Given an integer, convert it to a roman numeral.
Input is guaranteed to be within the range from 1 to 3999.
将给定的数字转换为罗马数字,范围为(1~3999)
罗马数字的组成规则自己网上找
思路:
观察可得罗马数字(1~3999)的组成分为4种类型,(1~9)(10~90)(100~900)(1000~3000),本质上讲其实构成规则是一样的,只是字母所代表的大小不同。
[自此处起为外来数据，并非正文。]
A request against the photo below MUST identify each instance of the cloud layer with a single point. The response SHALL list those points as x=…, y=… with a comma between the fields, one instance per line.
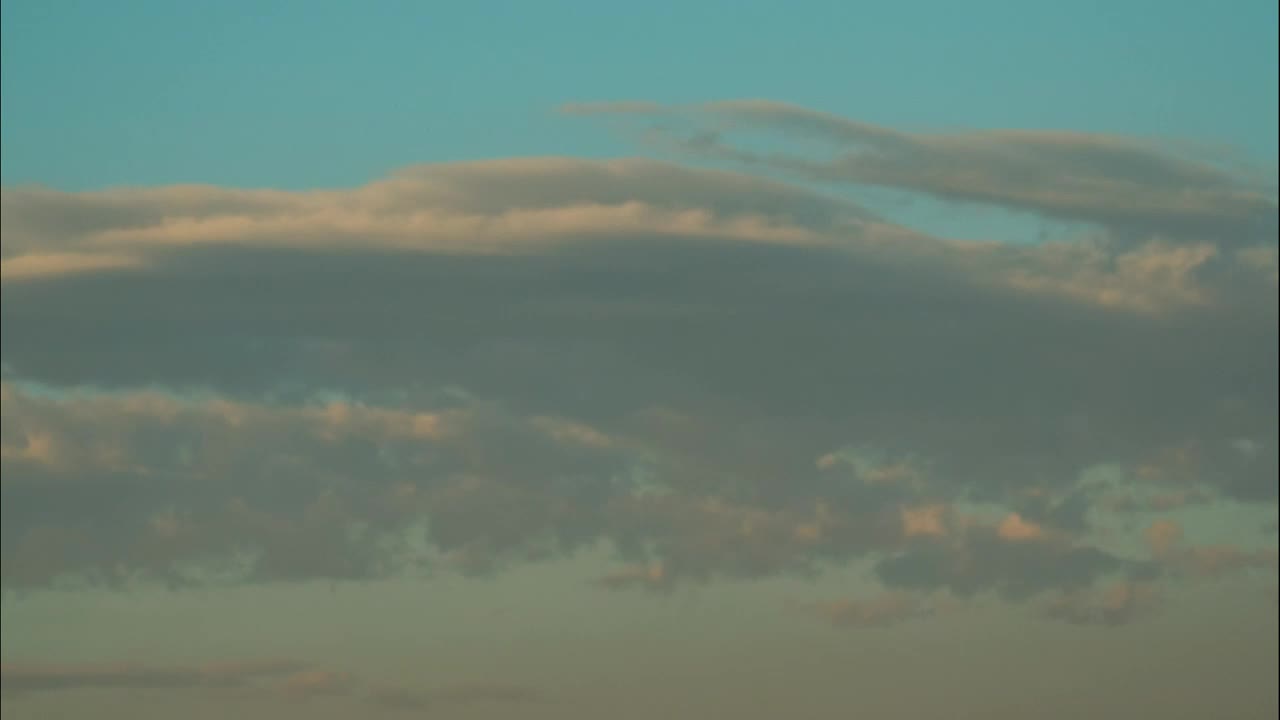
x=712, y=374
然后以中间的罗马数字为基础,其他罗马数字放在左边表示减,右边表示加,来表示其数字大小,可发现,只要把给定的int数字进行分位,即千百十个位分开,再找到其对应的罗马数字,之后合并,就能得到该数字代表的罗马数字。
这里的做法是将int类型的数字转化为字符串类型,这样取位数比较简单,虽然可能效率会差点。
以下给出代码
public class Solution { public static final String[][] ROMANLIST = { {"","I","II","III","IV","V","VI","VII","VIII","IX"}, {"","X","XX","XXX","XL","L","LX","LXX","LXXX","XC"}, {"","C","CC","CCC","CD","D","DC","DCC","DCCC","CM"}, {"","M","MM","MMM"} }; public String intToRoman(int num) { if(num > 3999) return null; String numString = String.valueOf(num); String roman = ""; int digit = numString.length(); int digitNum = digit; int loc; while(digit != 0) { switch(digit) { case 4 : loc = numString.charAt(digitNum - digit) - '0'; roman = roman + ROMANLIST[3][loc]; break; case 3 : loc = numString.charAt(digitNum - digit) - '0'; roman = roman + ROMANLIST[2][loc]; break; case 2 : loc = numString.charAt(digitNum - digit) - '0'; roman = roman + ROMANLIST[1][loc]; break; case 1 : loc = numString.charAt(digitNum - digit) - '0'; roman = roman + ROMANLIST[0][loc]; break; default : return null; } digit--; } return roman; } }